There's a high bar when it comes to the Beef State's No. 1 export.
Nebraska beef is in demand in countries across the world, including China, Japan, South Korea and the European Union, driving more than $1.3 billion in exports in 2019.
But a locally raised, finished and processed beef product is also finding a growing niche at restaurants and dining room tables coast to coast.
Certified Piedmontese routinely recorded 10% to 15% annual growth when Great Plains Beef started as a boxed beef seller a little more than a decade ago.
Over the last three years, the Lincoln-based company has seen "leaps and bounds" in its sales -- 20% to 30% annually -- to retail stores as well as food service providers, said Billy Swain, Great Plains Beef's director of business development.
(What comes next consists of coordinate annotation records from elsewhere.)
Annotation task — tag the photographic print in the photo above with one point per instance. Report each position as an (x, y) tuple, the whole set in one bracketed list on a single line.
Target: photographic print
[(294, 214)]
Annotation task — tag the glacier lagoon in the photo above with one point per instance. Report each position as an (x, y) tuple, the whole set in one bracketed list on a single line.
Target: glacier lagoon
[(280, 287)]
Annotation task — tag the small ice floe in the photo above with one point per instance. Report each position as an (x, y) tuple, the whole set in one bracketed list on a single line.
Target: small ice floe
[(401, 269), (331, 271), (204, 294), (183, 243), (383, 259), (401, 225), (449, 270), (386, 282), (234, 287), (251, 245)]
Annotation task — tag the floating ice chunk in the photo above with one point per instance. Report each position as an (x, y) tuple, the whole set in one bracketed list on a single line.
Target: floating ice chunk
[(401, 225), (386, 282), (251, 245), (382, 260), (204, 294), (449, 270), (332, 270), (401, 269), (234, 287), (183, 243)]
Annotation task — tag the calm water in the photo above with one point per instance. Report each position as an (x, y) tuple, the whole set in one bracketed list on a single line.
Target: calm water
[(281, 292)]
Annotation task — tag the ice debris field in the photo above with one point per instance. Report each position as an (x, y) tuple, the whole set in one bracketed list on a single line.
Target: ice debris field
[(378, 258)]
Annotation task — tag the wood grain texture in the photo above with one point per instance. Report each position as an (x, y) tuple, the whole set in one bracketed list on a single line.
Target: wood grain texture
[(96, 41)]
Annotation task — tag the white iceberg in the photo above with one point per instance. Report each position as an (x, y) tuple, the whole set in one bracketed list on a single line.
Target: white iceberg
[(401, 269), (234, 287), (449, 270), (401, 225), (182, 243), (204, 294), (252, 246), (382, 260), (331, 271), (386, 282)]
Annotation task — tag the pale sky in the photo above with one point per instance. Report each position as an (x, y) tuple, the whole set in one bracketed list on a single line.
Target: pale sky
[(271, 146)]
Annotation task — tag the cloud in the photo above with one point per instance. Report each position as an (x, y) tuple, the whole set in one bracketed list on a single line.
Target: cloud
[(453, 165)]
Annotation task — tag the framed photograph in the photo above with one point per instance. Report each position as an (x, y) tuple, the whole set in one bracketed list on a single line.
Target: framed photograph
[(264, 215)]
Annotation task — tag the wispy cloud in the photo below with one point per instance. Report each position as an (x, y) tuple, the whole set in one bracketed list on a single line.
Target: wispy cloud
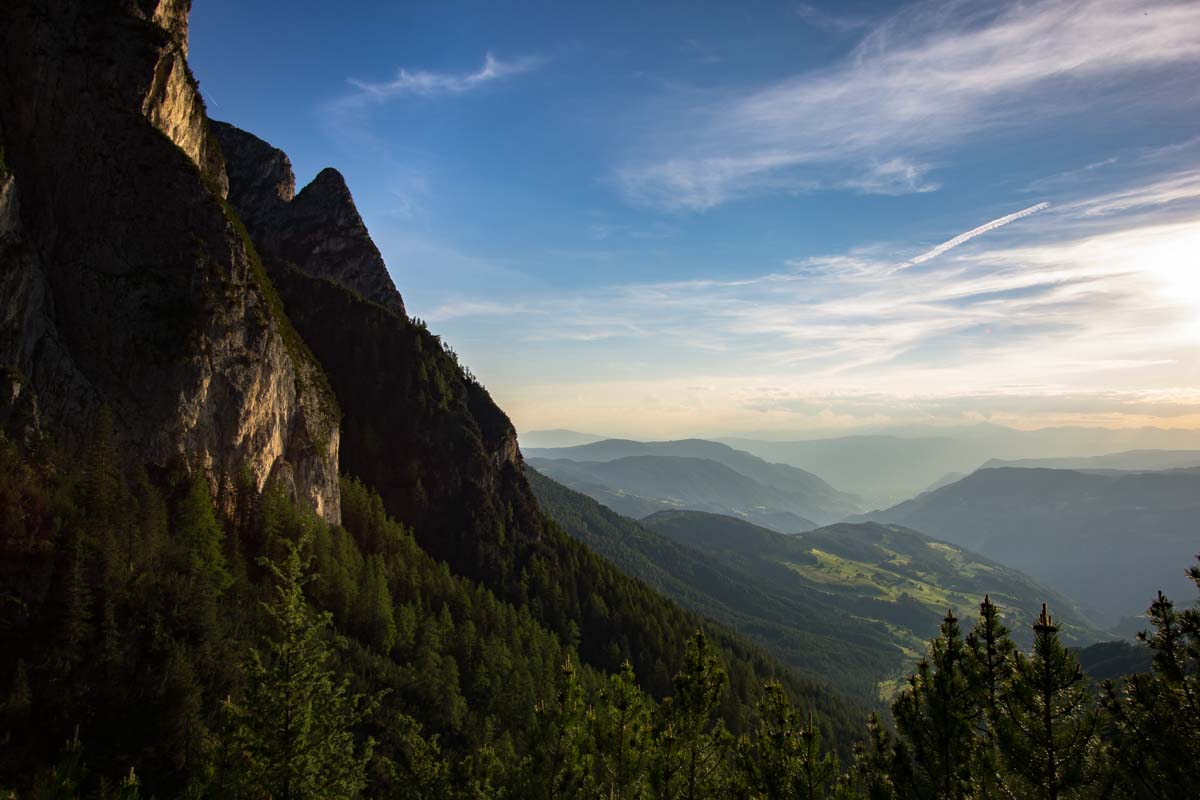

Swain said the company anticipates that will continue: "We expect to see at least 30% growth in 2021."
Great Plains Beef chalks its success up to the quality of its product as well as the experience it provides consumers.
Unlike other breeds, Piedmontese cattle carry a unique gene that causes the animals to develop extra muscle in place of fat.
Originating in the Piedmont region of northwest Italy before being brought to North America about a half century ago and purchased by the Peed family in the early 2000s, the result is a leaner meat source without the marbling of muscle and fat demonstrated in other cattle breeds.
Great Plains Beef's job is to ensure all of its Certified Piedmontese products meet the high standard of a tender beef low in cholesterol and saturated fat, Swain said.
It does that by being directly involved in nearly every step of the process from birth-to-plate, he added, which is often of interest to consumers.
"Every calf that hits the ground is developed by one of our bulls and we DNA test to make sure they all have that one genetic marker to qualify for our program," Swain said.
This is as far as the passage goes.